Stereotype Charaktere
Was in Staffel Eins durch das Spiel von McConaughey und Harrelson überlagert wurde, wird nun augenscheinlich: Auch wenn alle Darsteller solide agieren, wirken die von bösen Vätern und frühen Traumata fehlgeleiteten verlorenen Seelen allzu stereotyp. Der Humor, der in Staffel Eins immer wieder aufblitzte, ist leider ganz verschwunden; die schrägen, philosophischen Ausführungen eines Rust Cohle sind zusammenhangslosen, teils platten Stehsätzen gewichen.
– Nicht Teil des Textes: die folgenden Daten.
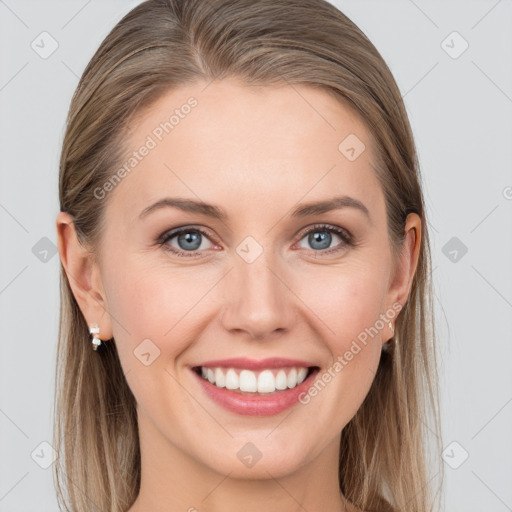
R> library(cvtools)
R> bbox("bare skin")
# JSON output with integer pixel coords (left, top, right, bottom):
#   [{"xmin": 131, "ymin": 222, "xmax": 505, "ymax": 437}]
[{"xmin": 57, "ymin": 80, "xmax": 421, "ymax": 512}]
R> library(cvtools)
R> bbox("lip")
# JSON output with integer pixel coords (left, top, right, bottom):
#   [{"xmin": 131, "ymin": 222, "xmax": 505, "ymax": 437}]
[
  {"xmin": 190, "ymin": 359, "xmax": 320, "ymax": 416},
  {"xmin": 195, "ymin": 357, "xmax": 317, "ymax": 371}
]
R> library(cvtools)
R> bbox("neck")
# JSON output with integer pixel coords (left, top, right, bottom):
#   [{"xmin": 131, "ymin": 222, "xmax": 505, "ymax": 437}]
[{"xmin": 128, "ymin": 414, "xmax": 352, "ymax": 512}]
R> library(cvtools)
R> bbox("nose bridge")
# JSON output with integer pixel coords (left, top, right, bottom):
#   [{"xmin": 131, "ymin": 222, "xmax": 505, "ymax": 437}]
[{"xmin": 222, "ymin": 243, "xmax": 294, "ymax": 338}]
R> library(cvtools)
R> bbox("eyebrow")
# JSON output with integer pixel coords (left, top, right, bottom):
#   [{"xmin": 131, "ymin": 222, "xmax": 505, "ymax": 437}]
[{"xmin": 139, "ymin": 196, "xmax": 372, "ymax": 222}]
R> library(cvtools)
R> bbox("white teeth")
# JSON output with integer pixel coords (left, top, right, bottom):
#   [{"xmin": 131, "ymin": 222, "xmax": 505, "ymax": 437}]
[
  {"xmin": 276, "ymin": 370, "xmax": 288, "ymax": 391},
  {"xmin": 214, "ymin": 368, "xmax": 226, "ymax": 388},
  {"xmin": 297, "ymin": 368, "xmax": 308, "ymax": 384},
  {"xmin": 258, "ymin": 370, "xmax": 276, "ymax": 393},
  {"xmin": 288, "ymin": 368, "xmax": 297, "ymax": 388},
  {"xmin": 197, "ymin": 367, "xmax": 308, "ymax": 393},
  {"xmin": 226, "ymin": 368, "xmax": 240, "ymax": 389},
  {"xmin": 239, "ymin": 370, "xmax": 258, "ymax": 391}
]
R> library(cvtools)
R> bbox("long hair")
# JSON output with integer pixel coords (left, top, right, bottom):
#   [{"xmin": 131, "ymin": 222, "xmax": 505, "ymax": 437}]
[{"xmin": 54, "ymin": 0, "xmax": 442, "ymax": 512}]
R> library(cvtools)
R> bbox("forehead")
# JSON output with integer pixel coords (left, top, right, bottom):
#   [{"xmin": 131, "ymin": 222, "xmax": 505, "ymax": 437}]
[{"xmin": 111, "ymin": 80, "xmax": 382, "ymax": 222}]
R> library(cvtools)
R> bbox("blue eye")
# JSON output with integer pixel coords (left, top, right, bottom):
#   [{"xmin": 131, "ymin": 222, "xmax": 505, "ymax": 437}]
[
  {"xmin": 158, "ymin": 224, "xmax": 355, "ymax": 257},
  {"xmin": 301, "ymin": 225, "xmax": 353, "ymax": 254},
  {"xmin": 159, "ymin": 227, "xmax": 216, "ymax": 257}
]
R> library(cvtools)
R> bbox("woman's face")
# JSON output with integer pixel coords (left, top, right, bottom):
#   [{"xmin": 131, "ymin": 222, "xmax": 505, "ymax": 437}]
[{"xmin": 75, "ymin": 80, "xmax": 416, "ymax": 478}]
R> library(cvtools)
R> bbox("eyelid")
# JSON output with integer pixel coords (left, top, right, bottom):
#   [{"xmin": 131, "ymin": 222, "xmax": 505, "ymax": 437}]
[{"xmin": 157, "ymin": 223, "xmax": 356, "ymax": 257}]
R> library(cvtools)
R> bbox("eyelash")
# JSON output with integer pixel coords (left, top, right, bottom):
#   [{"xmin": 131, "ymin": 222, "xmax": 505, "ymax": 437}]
[{"xmin": 157, "ymin": 224, "xmax": 356, "ymax": 258}]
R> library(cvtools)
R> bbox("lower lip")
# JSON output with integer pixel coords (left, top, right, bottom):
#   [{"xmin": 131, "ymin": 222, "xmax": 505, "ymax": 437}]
[{"xmin": 191, "ymin": 368, "xmax": 319, "ymax": 416}]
Mehr erzwungen denn emotional mutet die Anfangssequenz der zweiten Folge an, in der Frank seiner Frau Jordan (Kelly Reilly) mit starrem Blick die Keller-Methoden seines Alkoholiker-Vaters schildert, die ihn selbst zu Grausamkeit verleiteten.

Mit Regisseur Cary Fukunaga, dem u.a. "Fast and the Furious"-Regisseur Justin Lin nachfolgt, ist der Serie der unverkennbare Stil abhandengekommen: Zu stilisiert wirken die beinahe ungeduldigen Aufnahmen von Fabrikslandschaften und Autobahngewirr im Noir-Setting. Freude bereiten hingegen die Western-Anleihen bei traditionellen Treffen von Ray und Frank in einer schummrigen Bar, wenn Vaughn und Farrell im Gegenschuss so wirken, als würden sie sich nicht am Tisch gegenüber sitzen, sondern bald in einen Schusswechsel eingehen. Und das Obskure zieht dann auch irgendwann ein, mit einem Elvis-Imitator und einer Rabenmaske, etwa.

Vergebens ist nach drei Episoden also freilich nichts, kann Staffel Zwei doch da dazugewinnen, wo es bei Staffel Eins hakte: bei der Handlung. Die Andeutung einer höheren, über Frank & Co stehenden Macht und die scheinbare Verbindung zu einem Internet-Porno-Ring lassen auf vielversprechende Entwicklungen hoffen. Zugänglicher wirkt die nicht minder hochkarätig besetzte Staffel dank weniger wirrer Zeitsprünge auch. "Wir bekommen die Welt, die wir verdienen", steht als Mantra über allem. Und nach drei Folgen will man aus dieser Welt zumindest noch nicht fliehen.